Choosing a tender (dinghy)

The tender is your car, your primary mode of transport when living off the hook. You use it to go get groceries, to get to the beach and more.

Choosing a good tender is therefore highly important. Having spent many weeks now reading up on the subject, here are my main findings.

Hypalon is the way to go. The material lasts for years, although it can be relatively tricky to repair if it does become damaged. Unaffected by UV light so won’t harden if left out in the sun.

PVC will die in a year or two if exposed to UV light (the sun). The UV rays they are exposed to from the sun will cause the rubber to dry out and become porous. PVC is not abrasion resistant when dry.

The bigger the tubes the better. 20″ or 50cm tubes are a must. The smaller the tube, the wetter your bottom will be while you’re riding the boat – especially if you are “larger” such as myself.

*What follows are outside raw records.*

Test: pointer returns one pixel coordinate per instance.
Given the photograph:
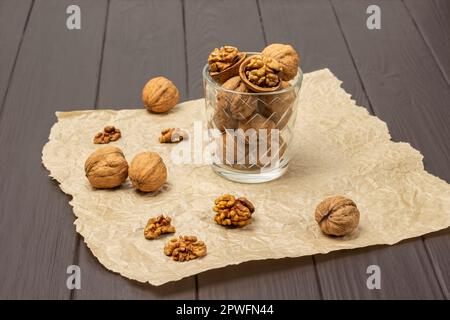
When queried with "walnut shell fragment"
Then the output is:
(185, 248)
(158, 226)
(106, 168)
(160, 95)
(233, 212)
(147, 171)
(286, 55)
(337, 216)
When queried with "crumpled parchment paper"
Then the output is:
(339, 149)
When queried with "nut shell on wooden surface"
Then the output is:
(337, 216)
(147, 171)
(160, 95)
(286, 55)
(106, 168)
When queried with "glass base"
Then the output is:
(250, 176)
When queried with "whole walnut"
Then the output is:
(106, 168)
(286, 55)
(222, 58)
(262, 71)
(337, 216)
(278, 107)
(147, 171)
(241, 106)
(160, 95)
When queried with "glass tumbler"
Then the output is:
(250, 133)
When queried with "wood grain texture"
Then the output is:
(13, 17)
(310, 26)
(144, 39)
(211, 24)
(323, 45)
(433, 21)
(408, 91)
(56, 70)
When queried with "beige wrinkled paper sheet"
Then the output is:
(339, 149)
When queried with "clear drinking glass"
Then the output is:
(250, 134)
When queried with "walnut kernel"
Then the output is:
(110, 133)
(233, 212)
(172, 135)
(185, 248)
(158, 226)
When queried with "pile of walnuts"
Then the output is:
(257, 96)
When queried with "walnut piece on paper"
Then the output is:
(232, 211)
(172, 135)
(106, 168)
(185, 248)
(337, 216)
(160, 95)
(110, 133)
(157, 226)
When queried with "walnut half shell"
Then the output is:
(337, 216)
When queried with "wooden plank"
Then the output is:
(432, 20)
(56, 70)
(312, 27)
(144, 39)
(13, 17)
(210, 24)
(402, 81)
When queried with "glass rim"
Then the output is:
(297, 81)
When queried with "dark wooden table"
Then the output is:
(401, 73)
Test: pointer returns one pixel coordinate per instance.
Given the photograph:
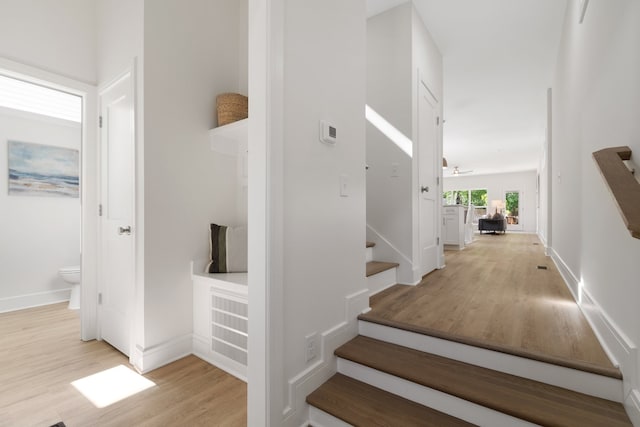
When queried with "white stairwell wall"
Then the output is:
(392, 217)
(595, 108)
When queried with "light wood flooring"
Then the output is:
(491, 294)
(41, 354)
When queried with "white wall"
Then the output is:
(39, 234)
(55, 36)
(597, 105)
(191, 54)
(399, 49)
(496, 185)
(389, 92)
(323, 233)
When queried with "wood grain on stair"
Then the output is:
(360, 404)
(375, 267)
(519, 397)
(493, 295)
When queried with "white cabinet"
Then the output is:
(453, 226)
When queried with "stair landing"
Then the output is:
(493, 295)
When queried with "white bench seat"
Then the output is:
(220, 319)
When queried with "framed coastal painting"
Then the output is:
(43, 170)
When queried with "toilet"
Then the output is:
(71, 275)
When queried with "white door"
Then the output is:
(429, 192)
(117, 263)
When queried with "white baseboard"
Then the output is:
(300, 386)
(569, 277)
(36, 299)
(147, 359)
(620, 349)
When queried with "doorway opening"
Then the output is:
(43, 139)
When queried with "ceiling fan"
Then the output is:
(457, 171)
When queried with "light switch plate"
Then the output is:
(344, 185)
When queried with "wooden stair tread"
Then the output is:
(360, 404)
(375, 267)
(374, 317)
(522, 398)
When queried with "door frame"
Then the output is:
(415, 192)
(135, 292)
(88, 179)
(422, 83)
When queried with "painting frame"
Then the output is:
(42, 170)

Air deck or slatted floor? The consensus would appear to be for air deck as this adds to stability. In addition, you can get some dinghies with an air deck and keel (inflatable tube under the floor) which increases efficiency and agility.

Highfield may be expensive and the ones you see all the YouTubers using, but their build quality apparently leaves something to be desired, as does their quality control. This is a shame as I really wanted to get one, but at £3,000 and based on the feedback from some, I’m now reluctant to spend the money. The CL290 has 44cm (17″) tubes which are larger than most, but still not the magic 50cm.

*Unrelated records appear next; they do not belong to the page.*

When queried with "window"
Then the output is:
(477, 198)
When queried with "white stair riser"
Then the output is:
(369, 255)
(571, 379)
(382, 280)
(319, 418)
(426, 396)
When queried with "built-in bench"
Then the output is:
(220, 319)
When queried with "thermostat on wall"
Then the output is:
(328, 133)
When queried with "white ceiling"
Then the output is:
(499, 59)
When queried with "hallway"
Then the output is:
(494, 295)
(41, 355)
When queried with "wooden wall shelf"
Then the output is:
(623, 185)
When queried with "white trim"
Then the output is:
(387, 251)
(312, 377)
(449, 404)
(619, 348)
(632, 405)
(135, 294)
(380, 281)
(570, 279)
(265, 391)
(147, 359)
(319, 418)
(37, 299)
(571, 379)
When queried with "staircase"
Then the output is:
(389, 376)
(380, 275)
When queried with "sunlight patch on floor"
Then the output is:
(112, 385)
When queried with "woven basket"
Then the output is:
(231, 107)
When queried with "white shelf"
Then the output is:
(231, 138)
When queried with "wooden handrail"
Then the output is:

Talamex and SeaGo dinghies seem to be a good compromise, but the tube sizes aren’t as large

Avon dinghies just seem to go on forever. I’m finding lots of 10 to 15-year-old Avon dinghies for sale online at sensible prices, and they just seem to go on forever, even if they look a little ugly.

When buying a second-hand dinghy, make sure it holds air. Not just overnight but for a week, or even two weeks – if you can.